Revista Consultor Jurídico, 4 de março de 2004, 11h31

Comentários de leitores

5 comentários

Eu creio, que esse tipo de indicação / nomeação...

Renato C. Pavanelli. (Advogado Autônomo - Civil)

Eu creio, que esse tipo de indicação / nomeação deveria ser total e radicalmente mudado, pois sabemos todos que indicações políticas, sejam de quaisquer nível político e ou de políticos, é profundamente negativa. Qualquer escolha para preenchimento de vagas em tribunais que ocorram esse procedimento, deveria tão somente ser feito através de eleição de colegiados de Presidentes das O.A.B.s estaduais, membros do judiciário e dos ministérios públicos dos estados e distrito federal. Com toda a certeza, estariam sendo eleitos de ampla maneira e forma democrática, e, escolhendo pessoas que preencham todas as qualificações necessárias exigidas (Sem padrinhos, cupinchas etc). Saudações.

É necessário rever o modo de escolha dos minist...

ademir buitoni (Advogado Sócio de Escritório)

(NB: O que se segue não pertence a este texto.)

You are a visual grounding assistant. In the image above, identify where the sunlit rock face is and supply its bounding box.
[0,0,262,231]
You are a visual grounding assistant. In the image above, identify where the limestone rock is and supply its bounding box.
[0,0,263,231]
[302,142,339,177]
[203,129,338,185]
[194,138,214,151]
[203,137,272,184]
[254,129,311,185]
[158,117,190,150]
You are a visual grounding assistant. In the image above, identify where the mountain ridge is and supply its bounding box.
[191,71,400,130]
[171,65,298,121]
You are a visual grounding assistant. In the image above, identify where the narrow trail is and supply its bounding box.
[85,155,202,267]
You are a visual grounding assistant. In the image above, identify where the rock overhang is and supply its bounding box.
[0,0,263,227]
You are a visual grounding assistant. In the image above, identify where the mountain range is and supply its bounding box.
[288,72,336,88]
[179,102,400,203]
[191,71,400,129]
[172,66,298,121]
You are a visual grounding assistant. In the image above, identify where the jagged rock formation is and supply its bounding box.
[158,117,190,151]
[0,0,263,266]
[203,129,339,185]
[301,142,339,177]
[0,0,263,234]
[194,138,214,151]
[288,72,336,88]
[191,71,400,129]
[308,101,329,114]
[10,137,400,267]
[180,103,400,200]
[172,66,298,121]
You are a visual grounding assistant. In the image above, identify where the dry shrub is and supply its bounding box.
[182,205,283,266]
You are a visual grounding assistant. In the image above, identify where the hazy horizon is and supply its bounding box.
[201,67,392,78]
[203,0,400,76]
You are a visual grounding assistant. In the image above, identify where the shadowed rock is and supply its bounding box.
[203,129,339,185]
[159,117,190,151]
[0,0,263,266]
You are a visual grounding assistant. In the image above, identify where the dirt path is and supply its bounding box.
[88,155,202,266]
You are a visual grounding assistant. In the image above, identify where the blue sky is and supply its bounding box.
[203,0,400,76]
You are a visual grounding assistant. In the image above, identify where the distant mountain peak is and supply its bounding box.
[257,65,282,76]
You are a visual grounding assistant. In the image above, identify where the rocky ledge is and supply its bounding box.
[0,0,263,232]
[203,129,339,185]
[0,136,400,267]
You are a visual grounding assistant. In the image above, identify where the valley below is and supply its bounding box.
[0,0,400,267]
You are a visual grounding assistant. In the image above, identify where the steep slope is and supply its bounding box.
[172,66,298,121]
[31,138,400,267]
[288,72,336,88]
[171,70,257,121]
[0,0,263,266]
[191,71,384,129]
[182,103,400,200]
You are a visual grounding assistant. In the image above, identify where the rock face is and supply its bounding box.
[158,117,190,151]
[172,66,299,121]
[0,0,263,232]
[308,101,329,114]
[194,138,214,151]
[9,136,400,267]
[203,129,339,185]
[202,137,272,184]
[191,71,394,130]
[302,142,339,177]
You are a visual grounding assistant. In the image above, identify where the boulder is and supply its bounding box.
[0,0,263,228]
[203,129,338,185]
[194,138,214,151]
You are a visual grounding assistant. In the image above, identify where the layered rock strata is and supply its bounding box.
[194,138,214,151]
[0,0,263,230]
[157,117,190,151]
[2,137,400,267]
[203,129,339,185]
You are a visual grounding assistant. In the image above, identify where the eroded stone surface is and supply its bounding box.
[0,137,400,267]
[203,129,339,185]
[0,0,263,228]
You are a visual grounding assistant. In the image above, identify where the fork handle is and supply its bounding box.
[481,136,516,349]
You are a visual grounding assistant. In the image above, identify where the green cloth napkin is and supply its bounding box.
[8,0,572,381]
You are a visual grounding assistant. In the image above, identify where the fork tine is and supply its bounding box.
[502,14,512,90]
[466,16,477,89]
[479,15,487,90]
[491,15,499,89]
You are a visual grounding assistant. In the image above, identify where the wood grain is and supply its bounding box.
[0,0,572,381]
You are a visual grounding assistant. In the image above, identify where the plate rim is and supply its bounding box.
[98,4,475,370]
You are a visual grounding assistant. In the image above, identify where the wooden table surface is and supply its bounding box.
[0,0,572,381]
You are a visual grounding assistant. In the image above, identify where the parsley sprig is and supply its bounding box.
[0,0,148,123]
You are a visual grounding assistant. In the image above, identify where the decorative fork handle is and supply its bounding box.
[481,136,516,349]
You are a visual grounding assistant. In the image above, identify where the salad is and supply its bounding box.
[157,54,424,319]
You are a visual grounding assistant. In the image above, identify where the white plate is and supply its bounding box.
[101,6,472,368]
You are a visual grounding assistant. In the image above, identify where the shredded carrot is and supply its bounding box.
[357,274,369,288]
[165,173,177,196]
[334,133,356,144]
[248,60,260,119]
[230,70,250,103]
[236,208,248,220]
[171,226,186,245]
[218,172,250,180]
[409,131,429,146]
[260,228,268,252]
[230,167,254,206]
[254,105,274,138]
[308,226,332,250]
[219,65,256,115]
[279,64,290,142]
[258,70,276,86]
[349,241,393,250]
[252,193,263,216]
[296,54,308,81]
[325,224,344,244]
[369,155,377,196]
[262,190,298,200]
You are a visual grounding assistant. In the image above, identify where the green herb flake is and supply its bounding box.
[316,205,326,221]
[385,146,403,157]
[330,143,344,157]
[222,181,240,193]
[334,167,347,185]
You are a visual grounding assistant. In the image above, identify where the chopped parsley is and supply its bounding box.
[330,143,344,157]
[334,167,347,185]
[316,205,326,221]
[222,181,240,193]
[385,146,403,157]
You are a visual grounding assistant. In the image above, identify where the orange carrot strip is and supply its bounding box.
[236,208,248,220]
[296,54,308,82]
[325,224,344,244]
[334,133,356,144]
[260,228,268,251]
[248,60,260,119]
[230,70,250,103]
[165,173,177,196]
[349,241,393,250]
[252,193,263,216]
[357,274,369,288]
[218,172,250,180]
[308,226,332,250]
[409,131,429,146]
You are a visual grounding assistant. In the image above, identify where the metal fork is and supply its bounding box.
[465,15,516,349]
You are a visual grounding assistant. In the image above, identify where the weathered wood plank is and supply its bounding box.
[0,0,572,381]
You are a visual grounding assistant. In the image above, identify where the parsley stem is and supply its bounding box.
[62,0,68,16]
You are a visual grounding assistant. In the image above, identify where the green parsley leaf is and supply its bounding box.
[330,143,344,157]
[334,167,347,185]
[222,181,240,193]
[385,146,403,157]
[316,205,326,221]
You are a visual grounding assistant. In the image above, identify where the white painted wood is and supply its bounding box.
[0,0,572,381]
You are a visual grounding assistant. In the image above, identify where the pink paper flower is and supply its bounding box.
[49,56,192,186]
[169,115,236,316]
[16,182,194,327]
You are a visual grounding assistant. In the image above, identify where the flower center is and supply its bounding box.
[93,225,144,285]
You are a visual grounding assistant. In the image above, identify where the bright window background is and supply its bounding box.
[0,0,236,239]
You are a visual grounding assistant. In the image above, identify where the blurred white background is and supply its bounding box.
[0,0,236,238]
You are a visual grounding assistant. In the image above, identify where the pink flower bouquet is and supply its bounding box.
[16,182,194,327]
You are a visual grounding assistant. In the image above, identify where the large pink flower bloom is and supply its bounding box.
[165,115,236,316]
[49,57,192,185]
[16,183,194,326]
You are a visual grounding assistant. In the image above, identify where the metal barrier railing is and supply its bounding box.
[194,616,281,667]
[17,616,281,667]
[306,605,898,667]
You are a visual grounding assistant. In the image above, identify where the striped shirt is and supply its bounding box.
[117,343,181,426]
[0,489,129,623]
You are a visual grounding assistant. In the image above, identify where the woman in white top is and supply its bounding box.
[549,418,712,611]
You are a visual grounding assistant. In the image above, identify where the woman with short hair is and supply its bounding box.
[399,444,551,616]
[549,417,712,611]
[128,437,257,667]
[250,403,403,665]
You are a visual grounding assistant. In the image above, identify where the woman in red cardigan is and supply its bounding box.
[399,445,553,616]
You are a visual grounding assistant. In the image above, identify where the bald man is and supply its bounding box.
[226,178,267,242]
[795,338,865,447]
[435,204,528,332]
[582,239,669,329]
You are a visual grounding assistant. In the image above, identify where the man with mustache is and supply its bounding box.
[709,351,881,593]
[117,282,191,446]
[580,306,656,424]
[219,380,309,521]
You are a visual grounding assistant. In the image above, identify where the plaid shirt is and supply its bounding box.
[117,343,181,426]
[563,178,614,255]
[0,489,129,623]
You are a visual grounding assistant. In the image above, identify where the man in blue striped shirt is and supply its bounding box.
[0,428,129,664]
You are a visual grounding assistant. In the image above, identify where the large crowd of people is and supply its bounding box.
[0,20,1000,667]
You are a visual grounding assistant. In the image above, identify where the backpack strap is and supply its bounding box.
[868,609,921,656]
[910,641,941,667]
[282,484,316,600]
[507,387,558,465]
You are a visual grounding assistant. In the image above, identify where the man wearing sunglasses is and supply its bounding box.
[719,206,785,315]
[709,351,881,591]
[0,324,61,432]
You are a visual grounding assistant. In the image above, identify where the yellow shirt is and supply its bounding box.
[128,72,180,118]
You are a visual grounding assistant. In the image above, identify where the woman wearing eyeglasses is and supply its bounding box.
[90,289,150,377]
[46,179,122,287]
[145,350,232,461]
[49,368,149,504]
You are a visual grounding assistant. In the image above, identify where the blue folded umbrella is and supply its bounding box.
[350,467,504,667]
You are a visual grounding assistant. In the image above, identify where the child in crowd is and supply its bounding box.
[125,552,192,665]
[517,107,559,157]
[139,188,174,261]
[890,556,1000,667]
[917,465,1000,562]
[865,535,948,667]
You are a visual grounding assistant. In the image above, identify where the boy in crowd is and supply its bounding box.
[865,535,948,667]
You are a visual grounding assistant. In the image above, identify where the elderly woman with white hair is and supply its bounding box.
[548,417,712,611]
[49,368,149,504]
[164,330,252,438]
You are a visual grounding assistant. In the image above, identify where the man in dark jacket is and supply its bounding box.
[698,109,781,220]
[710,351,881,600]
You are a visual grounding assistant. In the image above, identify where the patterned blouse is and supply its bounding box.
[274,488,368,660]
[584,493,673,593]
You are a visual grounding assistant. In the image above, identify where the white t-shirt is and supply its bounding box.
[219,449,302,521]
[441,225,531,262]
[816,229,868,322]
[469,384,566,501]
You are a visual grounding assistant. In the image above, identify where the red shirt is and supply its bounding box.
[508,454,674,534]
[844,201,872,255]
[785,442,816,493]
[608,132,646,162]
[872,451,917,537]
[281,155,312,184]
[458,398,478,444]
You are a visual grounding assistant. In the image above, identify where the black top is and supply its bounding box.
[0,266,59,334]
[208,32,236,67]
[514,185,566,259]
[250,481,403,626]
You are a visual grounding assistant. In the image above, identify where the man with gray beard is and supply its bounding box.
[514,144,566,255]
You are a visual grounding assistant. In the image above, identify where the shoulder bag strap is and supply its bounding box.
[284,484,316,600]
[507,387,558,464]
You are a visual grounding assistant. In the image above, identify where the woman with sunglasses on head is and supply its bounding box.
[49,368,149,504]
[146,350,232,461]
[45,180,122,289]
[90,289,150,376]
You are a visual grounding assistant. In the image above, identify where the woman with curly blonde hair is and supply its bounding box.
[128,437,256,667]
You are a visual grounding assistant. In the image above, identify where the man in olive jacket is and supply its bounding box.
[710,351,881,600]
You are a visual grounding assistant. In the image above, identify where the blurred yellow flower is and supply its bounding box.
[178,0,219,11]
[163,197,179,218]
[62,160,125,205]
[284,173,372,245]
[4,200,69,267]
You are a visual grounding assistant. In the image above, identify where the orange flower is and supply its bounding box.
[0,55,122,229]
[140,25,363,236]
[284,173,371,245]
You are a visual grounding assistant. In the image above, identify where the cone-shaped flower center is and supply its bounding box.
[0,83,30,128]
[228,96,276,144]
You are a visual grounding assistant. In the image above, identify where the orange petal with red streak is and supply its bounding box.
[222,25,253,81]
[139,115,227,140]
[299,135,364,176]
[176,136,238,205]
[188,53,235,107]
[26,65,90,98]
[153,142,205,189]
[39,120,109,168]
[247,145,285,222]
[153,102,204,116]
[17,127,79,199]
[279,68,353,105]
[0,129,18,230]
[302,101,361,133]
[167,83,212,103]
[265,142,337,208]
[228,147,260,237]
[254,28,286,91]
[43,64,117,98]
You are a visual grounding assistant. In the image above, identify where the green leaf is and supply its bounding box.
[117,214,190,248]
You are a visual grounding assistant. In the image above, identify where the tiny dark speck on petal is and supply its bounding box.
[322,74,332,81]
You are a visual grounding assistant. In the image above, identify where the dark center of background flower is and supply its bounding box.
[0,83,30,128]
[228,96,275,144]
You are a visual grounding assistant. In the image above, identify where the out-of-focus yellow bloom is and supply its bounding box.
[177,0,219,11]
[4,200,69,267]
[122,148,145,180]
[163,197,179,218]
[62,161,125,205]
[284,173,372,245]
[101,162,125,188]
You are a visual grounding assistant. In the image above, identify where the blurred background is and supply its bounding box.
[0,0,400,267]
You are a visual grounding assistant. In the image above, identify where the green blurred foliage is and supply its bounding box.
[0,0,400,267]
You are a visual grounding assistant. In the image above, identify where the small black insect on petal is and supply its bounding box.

É necessário rever o modo de escolha dos ministros do STF para retirar do Presidente da República a faculdade absoluta de escolher os membros do STF.Os membros do Poder Legislativo e do Poder Executivo são eleitos por voto direto.Por que os membros do STF ,que representam, o Poder Judiciário, não são eleitos da mesma forma?A influência política da nomeação pelo Presidente da República seria totalmente neutralizada. Como isso é uma possibilidade remota de acontecer,atualmente,acho que é possível reformar a Constituição para minimizar o poder de escolha do Presidente da República,levantando a título de sugestão ,para debate,algumas alternativas: 1) os membros do STF seriam no mínimo aprovados por todo o Congresso Nacional,e não só pelo Senado,aumentando a chance de serem reprovados,o que atualmente não acontece,pois o Senado aprova quase que automaticamente as indicações do Presidente;2) a indicação dos membros do STF passaria a ser feita ,alternativamente,uma parte pelos próprios juízes em votação direta ,outra parte por indicação do Presidente;3)a idade mínima seria de 50 anos,quando as pessoas possuem não só conhecimento técnico-jurídico mas maturidade emocional e psicológica para julgar imparcialmente,como deve fazer o Juiz. ;4)seria obrigatório ser juiz de carreira,com no mínimo 10 anos de exercício,visando profissionalizar definitivamente o STF . O poder de julgar é por demais importante para a vida dos cidadãos ,não podendo a indicação dos julgadores ser deixada ao arbítrio do Presidente da República ,como acontece no Brasil atual. Sem discutir a questão da legitimação da escolha dos membros do STF não sairemos da crise que domina o Poder Judiciário atual .Uma das raízes desse problema é a pouquíssima credibilidade popular na imparcialidade do STF. A nação brasileira sofre com fome e sede de uma Justiça que não está sendo feita pelo Estado.A grande solução,mesmo,seria incentivar a política de mediação,onde os próprios cidadãos atuariam como partes e como solucionadores de seus problemas,com o auxílio de um mediador,sem interferência estatal.Enquanto a mediação representa apenas uma promessa(embora o projeto de lei da mediação esteja há tempos tramitando no Congresso)vamos tentar melhorar o que é possível ,saneando o viciado processo de escolha dos ilustres membros da suprema corte brasileira.(Ademir Buitoni,advogado em São Paulo,doutor em direito econômico-Fdusp)

A questão que tem matado o pais e o cidadão é o...

J. Carlos F Vasconcellos ()

A questão que tem matado o pais e o cidadão é o descontrole da politica financeira que tem sido conduzida através de MP e Resoluções. Espera-se que entre os três ministros a serem indicados, um seja o grtande conhecedor da politica e da contabilidade dos bancos. O nome do Dr. Joaquim Ernesto Palhares.